Both clinical neuropsychological studies and animal experiments involving damage to the hippocampal formation indicate that this structure plays a fundamental role in at least the initial establishment of long-term associative memory; however, the exact role of the hippocampus in associative memory, and the physiological and computational mechanisms by which this role is accomplished, remain subjects of intense study and debate. Although by no means proven, evidence favors the hypothesis that the hippocampus acts as a simple interim repository for memories of certain kinds of events, and that other (neocortical) circuitry draws on this repository during a process known as memory consolidation (e.g., Zola-Morgan and Squire, 1990). The following is a brief overview of some current ideas about how the unique circuitry of the hippocampal formation might enable rapid associative memory, and why such an interim repository might be necessary.
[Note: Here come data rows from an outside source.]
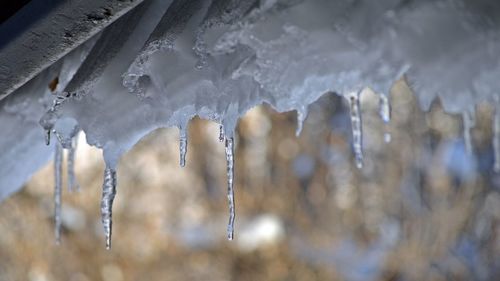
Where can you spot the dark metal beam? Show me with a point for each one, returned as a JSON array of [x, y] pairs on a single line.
[[43, 31]]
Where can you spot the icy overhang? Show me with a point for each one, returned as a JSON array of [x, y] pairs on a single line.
[[167, 61], [44, 31]]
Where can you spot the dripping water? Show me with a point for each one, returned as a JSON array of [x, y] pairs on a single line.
[[356, 123], [58, 157], [221, 133], [301, 116], [182, 146], [48, 119], [468, 123], [47, 137], [496, 139], [230, 185], [72, 183], [385, 114], [108, 195]]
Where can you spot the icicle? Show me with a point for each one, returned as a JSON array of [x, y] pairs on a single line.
[[50, 117], [301, 116], [468, 123], [108, 195], [385, 114], [47, 137], [58, 155], [356, 123], [221, 133], [72, 183], [182, 145], [230, 185], [496, 139]]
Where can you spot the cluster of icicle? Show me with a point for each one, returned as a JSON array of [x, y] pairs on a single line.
[[168, 61]]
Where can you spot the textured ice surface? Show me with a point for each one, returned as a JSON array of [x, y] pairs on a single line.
[[170, 60], [218, 59]]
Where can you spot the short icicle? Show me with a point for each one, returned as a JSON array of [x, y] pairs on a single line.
[[47, 137], [356, 123], [221, 133], [301, 116], [385, 114], [72, 182], [230, 185], [468, 120], [58, 158], [108, 195], [182, 145], [496, 138]]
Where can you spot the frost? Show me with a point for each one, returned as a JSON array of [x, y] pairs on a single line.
[[496, 139], [356, 127], [385, 114], [58, 157], [168, 61], [182, 145], [230, 186], [72, 182]]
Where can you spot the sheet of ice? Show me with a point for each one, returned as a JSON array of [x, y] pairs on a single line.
[[170, 60]]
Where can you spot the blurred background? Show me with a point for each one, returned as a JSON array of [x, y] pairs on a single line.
[[421, 208]]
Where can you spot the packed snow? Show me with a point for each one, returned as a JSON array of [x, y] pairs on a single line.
[[167, 61]]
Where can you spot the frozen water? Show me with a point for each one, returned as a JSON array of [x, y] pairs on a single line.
[[468, 119], [496, 139], [108, 196], [230, 186], [72, 182], [58, 158], [356, 127], [217, 59], [385, 114], [182, 145]]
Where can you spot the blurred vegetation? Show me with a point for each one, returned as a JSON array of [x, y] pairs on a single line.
[[420, 209]]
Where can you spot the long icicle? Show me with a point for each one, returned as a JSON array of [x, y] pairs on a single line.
[[108, 195], [72, 182], [357, 132], [182, 145], [230, 186], [496, 138], [58, 158], [221, 133], [385, 114], [468, 123]]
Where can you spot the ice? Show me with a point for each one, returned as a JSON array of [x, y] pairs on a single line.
[[301, 116], [72, 182], [221, 133], [216, 59], [108, 196], [58, 158], [468, 119], [182, 145], [230, 186], [385, 114], [356, 127], [496, 138]]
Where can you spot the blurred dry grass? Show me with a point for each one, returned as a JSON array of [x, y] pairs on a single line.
[[412, 213]]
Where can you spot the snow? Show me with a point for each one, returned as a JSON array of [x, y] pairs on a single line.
[[168, 61]]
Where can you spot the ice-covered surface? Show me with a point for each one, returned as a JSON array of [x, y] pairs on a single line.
[[171, 60], [42, 32]]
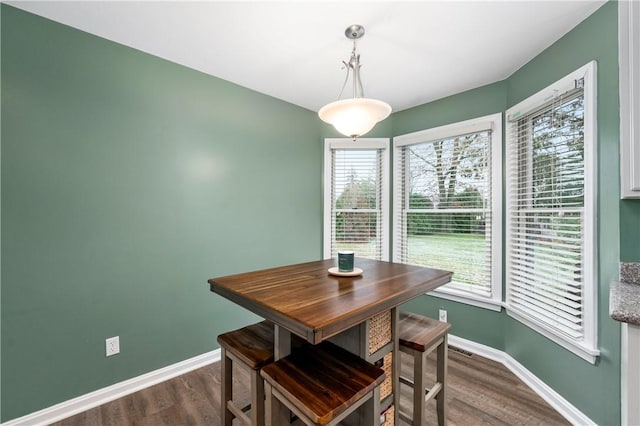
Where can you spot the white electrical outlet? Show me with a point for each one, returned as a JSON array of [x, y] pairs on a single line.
[[442, 315], [112, 345]]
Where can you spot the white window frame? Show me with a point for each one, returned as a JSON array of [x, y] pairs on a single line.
[[491, 122], [588, 349], [629, 73], [358, 144]]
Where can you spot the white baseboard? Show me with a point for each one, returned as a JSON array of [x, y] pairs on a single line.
[[102, 396], [564, 407]]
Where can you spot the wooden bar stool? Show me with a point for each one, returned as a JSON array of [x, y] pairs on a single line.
[[322, 385], [252, 348], [419, 336]]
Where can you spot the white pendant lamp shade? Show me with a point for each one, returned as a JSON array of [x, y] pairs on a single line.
[[354, 117]]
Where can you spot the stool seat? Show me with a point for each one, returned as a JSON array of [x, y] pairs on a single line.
[[418, 337], [323, 383], [253, 344], [419, 332], [250, 347]]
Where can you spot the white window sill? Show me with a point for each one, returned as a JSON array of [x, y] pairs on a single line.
[[584, 351]]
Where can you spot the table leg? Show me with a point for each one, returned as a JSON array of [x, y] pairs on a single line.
[[282, 342], [395, 336]]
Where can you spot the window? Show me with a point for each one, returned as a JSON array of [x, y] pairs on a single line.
[[447, 206], [356, 197], [551, 189]]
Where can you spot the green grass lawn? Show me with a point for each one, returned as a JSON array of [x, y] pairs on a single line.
[[464, 254]]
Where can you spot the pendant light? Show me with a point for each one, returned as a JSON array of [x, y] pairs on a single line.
[[356, 116]]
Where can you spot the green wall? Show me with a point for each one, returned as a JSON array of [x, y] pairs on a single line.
[[127, 182], [594, 39], [593, 389]]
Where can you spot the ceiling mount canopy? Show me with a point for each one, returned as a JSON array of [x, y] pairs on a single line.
[[358, 115]]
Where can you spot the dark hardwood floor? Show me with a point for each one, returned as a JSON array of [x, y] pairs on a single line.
[[481, 392]]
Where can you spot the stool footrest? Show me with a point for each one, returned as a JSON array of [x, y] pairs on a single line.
[[239, 413]]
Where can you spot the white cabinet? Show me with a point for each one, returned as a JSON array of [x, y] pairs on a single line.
[[629, 61]]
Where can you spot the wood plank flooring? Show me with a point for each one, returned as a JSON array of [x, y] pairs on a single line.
[[481, 392]]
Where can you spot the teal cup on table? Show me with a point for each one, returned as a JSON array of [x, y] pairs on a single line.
[[345, 261]]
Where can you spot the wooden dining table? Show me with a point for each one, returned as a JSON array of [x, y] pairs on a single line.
[[306, 301]]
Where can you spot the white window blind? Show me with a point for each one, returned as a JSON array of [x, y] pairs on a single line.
[[446, 208], [356, 178], [549, 216]]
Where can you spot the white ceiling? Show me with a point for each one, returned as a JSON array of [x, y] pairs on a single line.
[[412, 53]]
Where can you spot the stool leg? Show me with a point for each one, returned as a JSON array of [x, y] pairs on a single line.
[[275, 413], [441, 374], [257, 399], [419, 385], [227, 391]]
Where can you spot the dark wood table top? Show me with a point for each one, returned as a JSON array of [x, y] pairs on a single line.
[[306, 300]]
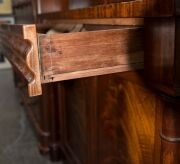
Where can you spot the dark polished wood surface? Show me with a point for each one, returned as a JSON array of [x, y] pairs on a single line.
[[117, 118], [162, 37]]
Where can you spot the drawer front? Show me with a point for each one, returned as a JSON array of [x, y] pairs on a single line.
[[19, 45], [83, 54], [66, 56], [88, 9]]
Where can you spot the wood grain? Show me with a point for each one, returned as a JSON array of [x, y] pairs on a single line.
[[108, 120], [19, 44], [76, 55], [162, 59], [132, 9]]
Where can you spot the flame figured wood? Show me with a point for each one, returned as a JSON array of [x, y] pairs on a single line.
[[19, 45], [85, 54]]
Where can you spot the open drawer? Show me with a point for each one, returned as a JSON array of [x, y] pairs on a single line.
[[46, 58]]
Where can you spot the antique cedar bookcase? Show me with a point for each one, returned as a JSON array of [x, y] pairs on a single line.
[[96, 104]]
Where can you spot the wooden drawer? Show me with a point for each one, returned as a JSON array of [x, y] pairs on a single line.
[[46, 58]]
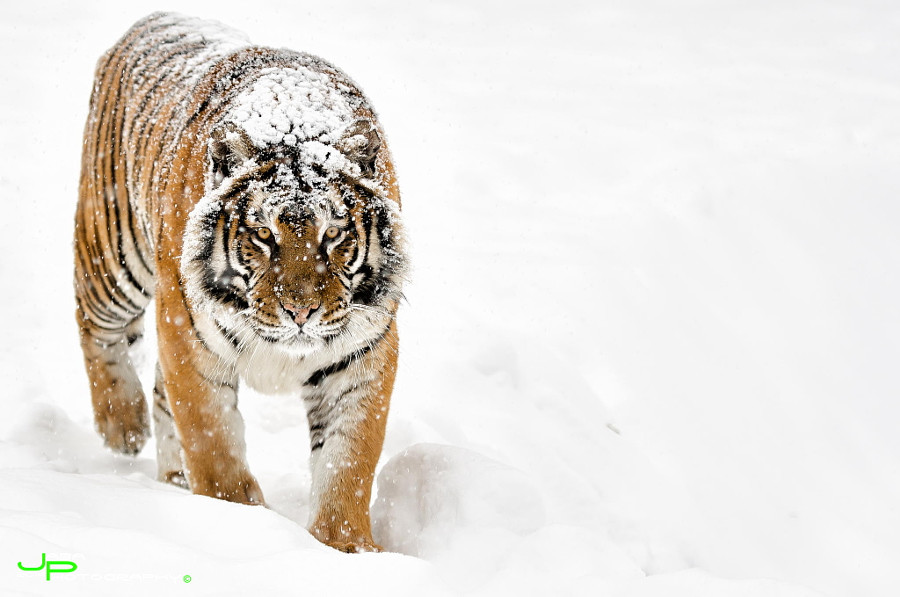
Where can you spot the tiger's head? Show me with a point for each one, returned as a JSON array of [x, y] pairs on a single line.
[[296, 246]]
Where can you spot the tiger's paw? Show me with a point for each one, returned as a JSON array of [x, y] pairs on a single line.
[[124, 427], [355, 547], [240, 487]]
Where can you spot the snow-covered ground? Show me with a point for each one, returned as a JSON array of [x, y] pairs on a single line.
[[651, 341]]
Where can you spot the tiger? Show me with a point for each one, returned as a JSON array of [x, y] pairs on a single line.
[[251, 193]]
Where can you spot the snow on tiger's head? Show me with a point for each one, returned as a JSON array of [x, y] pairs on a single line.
[[294, 240]]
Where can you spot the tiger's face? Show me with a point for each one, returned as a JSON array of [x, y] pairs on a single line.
[[290, 251]]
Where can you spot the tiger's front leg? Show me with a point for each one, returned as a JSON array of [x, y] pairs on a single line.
[[201, 392], [347, 416]]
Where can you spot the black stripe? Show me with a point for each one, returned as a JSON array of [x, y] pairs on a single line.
[[316, 378]]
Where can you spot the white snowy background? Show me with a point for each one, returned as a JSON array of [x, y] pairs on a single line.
[[652, 336]]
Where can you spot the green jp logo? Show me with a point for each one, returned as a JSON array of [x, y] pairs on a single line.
[[52, 566]]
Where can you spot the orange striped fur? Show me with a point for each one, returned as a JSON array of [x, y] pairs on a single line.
[[268, 234]]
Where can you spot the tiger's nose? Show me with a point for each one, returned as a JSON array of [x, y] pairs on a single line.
[[300, 314]]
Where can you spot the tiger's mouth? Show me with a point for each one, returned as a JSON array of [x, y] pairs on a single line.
[[298, 326]]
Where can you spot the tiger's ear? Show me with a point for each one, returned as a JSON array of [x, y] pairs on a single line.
[[229, 147], [360, 143]]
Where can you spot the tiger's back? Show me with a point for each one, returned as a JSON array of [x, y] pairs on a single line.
[[179, 162]]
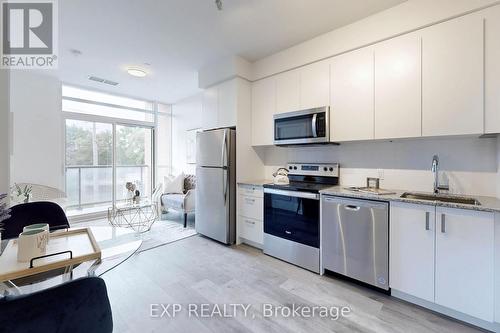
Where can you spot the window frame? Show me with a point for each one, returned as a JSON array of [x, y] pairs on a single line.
[[153, 125]]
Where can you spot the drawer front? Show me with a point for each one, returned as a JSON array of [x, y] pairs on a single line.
[[251, 207], [251, 230], [252, 191]]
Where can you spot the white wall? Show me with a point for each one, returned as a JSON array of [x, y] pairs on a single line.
[[4, 131], [408, 16], [249, 165], [186, 115], [35, 101], [469, 165]]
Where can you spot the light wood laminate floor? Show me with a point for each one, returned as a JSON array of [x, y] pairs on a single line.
[[198, 270]]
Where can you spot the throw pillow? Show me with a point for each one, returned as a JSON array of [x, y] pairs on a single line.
[[175, 185]]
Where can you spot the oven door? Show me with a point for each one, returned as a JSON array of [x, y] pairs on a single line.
[[300, 127], [292, 215]]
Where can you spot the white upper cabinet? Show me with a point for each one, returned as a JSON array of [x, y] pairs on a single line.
[[398, 112], [352, 88], [492, 70], [288, 91], [315, 85], [209, 110], [411, 245], [220, 105], [227, 103], [464, 261], [263, 109], [452, 75]]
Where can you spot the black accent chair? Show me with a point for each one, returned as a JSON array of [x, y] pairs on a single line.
[[31, 213], [78, 306]]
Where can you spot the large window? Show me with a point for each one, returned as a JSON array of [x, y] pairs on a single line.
[[110, 141]]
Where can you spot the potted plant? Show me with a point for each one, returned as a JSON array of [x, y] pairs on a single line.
[[21, 194], [4, 212]]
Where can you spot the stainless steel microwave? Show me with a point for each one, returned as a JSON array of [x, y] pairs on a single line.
[[302, 127]]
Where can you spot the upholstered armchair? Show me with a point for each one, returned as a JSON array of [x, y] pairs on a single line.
[[184, 203]]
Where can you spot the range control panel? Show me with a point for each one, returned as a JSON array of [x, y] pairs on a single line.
[[316, 169]]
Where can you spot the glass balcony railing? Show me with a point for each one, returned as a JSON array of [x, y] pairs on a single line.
[[92, 186]]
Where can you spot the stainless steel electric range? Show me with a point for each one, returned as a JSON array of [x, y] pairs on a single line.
[[292, 214]]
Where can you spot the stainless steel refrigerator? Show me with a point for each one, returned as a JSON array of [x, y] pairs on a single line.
[[216, 184]]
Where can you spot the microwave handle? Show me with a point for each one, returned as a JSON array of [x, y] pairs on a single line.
[[315, 132]]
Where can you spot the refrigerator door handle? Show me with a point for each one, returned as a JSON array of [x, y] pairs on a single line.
[[225, 181], [224, 141]]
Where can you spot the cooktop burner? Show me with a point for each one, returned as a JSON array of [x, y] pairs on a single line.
[[309, 177]]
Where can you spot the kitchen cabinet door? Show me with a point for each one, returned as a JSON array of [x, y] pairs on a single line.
[[492, 70], [398, 112], [315, 85], [464, 261], [411, 244], [263, 109], [452, 77], [210, 108], [227, 103], [288, 91], [351, 113]]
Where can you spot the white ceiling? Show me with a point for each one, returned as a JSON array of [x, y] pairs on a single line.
[[178, 37]]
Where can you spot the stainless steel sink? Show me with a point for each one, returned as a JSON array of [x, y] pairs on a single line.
[[441, 197]]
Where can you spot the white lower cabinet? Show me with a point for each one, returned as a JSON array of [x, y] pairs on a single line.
[[250, 227], [412, 245], [444, 256], [465, 261], [252, 230]]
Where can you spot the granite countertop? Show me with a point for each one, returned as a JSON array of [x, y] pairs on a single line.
[[258, 182], [488, 204]]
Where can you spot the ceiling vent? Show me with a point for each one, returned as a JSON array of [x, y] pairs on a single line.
[[101, 80]]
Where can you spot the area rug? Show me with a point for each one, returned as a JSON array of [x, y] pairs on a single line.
[[170, 228]]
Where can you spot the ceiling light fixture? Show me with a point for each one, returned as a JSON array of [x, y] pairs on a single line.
[[137, 72], [218, 3]]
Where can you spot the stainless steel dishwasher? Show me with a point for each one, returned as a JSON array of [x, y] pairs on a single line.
[[355, 239]]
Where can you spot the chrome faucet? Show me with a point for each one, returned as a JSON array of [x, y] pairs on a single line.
[[435, 172]]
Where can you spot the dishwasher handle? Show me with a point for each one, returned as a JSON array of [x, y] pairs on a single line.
[[360, 203], [352, 208]]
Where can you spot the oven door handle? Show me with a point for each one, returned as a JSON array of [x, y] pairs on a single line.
[[294, 194]]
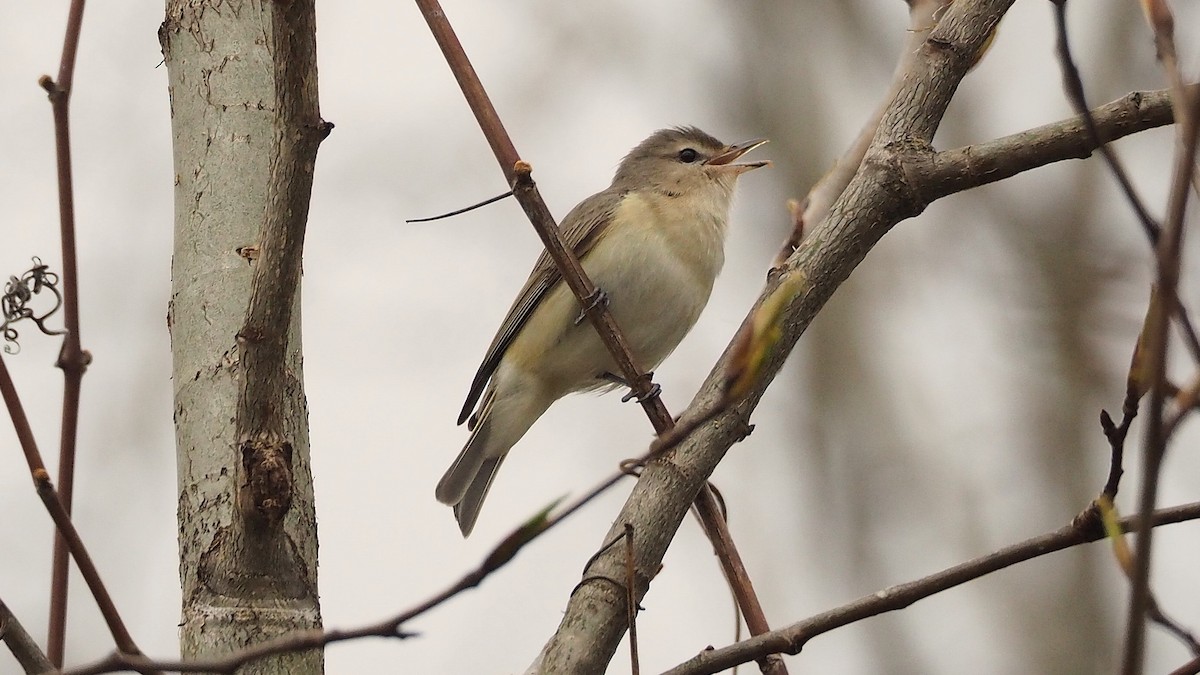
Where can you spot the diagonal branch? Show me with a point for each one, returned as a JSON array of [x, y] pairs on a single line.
[[72, 359], [519, 173], [60, 515]]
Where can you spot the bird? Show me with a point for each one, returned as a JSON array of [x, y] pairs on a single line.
[[653, 243]]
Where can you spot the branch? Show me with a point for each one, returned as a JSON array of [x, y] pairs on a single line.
[[265, 444], [520, 175], [22, 644], [793, 638], [60, 515], [72, 359]]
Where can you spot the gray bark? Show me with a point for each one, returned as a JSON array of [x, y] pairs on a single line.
[[247, 566]]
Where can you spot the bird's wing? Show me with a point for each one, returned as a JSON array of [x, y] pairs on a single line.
[[583, 227]]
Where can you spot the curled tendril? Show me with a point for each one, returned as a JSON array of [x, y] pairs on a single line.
[[17, 296]]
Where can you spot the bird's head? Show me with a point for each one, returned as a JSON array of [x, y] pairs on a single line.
[[684, 159]]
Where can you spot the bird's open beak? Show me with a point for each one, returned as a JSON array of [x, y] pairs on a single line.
[[726, 157]]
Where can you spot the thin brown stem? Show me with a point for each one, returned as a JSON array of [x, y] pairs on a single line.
[[791, 639], [519, 174], [22, 645], [72, 359]]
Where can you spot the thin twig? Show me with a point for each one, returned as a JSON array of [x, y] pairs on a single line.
[[635, 667], [72, 359], [463, 210], [792, 638], [815, 207], [61, 518], [519, 173], [1074, 87]]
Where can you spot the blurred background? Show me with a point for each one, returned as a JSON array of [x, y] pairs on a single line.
[[943, 404]]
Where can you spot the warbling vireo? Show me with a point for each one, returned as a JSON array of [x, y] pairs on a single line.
[[654, 242]]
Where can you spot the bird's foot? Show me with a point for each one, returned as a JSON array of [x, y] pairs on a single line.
[[598, 297]]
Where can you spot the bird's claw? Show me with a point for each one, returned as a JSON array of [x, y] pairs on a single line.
[[598, 297]]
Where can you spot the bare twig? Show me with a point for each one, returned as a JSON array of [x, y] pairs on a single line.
[[1189, 668], [72, 359], [61, 518], [1074, 87], [519, 174], [809, 213], [1169, 252], [792, 638]]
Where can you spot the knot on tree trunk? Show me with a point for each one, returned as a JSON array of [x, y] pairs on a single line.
[[265, 494]]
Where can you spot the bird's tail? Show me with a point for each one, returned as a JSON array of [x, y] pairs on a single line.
[[467, 481]]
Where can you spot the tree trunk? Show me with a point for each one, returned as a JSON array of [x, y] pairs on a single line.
[[247, 561]]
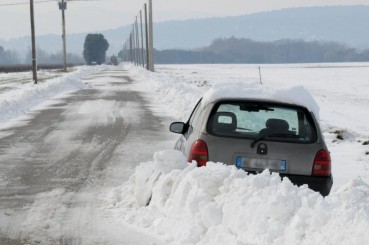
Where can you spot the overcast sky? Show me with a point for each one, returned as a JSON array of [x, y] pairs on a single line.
[[94, 16]]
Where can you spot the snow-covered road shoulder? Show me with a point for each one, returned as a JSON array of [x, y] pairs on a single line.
[[19, 99], [220, 204]]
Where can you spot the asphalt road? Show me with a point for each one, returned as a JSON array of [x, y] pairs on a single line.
[[73, 149]]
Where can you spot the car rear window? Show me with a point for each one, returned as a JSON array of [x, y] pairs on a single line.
[[255, 119]]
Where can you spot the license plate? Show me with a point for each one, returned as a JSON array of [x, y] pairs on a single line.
[[257, 163]]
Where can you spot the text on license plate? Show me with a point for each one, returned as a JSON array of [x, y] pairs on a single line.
[[257, 163]]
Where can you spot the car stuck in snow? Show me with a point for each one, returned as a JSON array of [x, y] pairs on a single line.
[[257, 129]]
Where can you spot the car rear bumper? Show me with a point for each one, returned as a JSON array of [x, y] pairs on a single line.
[[323, 185]]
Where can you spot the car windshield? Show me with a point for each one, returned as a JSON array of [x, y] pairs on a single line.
[[262, 121]]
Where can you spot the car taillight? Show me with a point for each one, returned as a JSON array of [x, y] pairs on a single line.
[[199, 153], [322, 164]]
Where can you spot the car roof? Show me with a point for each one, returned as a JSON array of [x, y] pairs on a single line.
[[296, 95]]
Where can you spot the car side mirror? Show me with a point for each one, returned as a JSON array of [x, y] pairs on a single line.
[[177, 127]]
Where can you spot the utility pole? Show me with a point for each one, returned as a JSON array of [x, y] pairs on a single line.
[[138, 44], [142, 48], [147, 39], [151, 37], [63, 7], [34, 63]]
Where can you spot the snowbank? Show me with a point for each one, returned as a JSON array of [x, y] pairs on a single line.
[[220, 204], [20, 100], [178, 97]]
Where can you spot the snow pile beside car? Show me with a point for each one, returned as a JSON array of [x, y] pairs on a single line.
[[220, 204]]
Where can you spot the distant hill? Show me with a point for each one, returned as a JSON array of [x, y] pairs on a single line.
[[245, 51], [343, 24]]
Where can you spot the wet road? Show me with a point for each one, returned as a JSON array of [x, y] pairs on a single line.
[[56, 162]]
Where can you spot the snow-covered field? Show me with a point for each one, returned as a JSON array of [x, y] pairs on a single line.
[[220, 204]]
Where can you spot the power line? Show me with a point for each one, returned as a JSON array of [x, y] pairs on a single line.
[[24, 3], [43, 1]]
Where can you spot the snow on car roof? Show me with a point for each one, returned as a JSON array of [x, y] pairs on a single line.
[[292, 95]]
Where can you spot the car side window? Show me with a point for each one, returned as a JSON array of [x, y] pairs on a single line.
[[194, 114]]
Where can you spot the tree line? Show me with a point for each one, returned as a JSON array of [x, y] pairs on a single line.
[[241, 50], [95, 48]]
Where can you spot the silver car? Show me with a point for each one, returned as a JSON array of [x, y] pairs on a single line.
[[258, 134]]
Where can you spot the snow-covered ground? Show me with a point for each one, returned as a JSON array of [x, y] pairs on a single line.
[[220, 204]]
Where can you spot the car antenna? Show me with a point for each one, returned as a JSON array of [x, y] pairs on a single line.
[[260, 76]]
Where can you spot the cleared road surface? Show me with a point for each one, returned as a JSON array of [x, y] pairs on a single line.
[[55, 163]]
Specific events are generally represented in the nervous system as distributed patterns of activity within rather large populations of cells, and rarely by the activity of single cells. The activity pattern may be thought of as a vector, that is, a list of ones and zeros, indicating which neurons are firing and which are silent, or as a list of positive real numbers indicating the firing rates of the neurons over some short interval. Associative recall, by its most general definition, is the ability of the brain to reconstruct the vector corresponding to a stored event when presented with a vector that is missing some of the original information, has been corrupted somehow by noise, or merely bears some significant resemblance to the original. This ability is often called either pattern completion or autoassociative recall. Using the pre- and postsynaptic conjunction principle for modifying the connection strengths between neurons originally elaborated by Donald Hebb (1949), work in the 1960s and early 1970s by Kohonen (1972), Mart (1971), Steinbuch (1961), Willshaw and colleagues (1969), and others laid the theoretical foundations for how a simple pattern-completion network might operate. In particular, the work of Marr was seminal, because it outlined several clear principles as to how actual neural circuits might accomplish this.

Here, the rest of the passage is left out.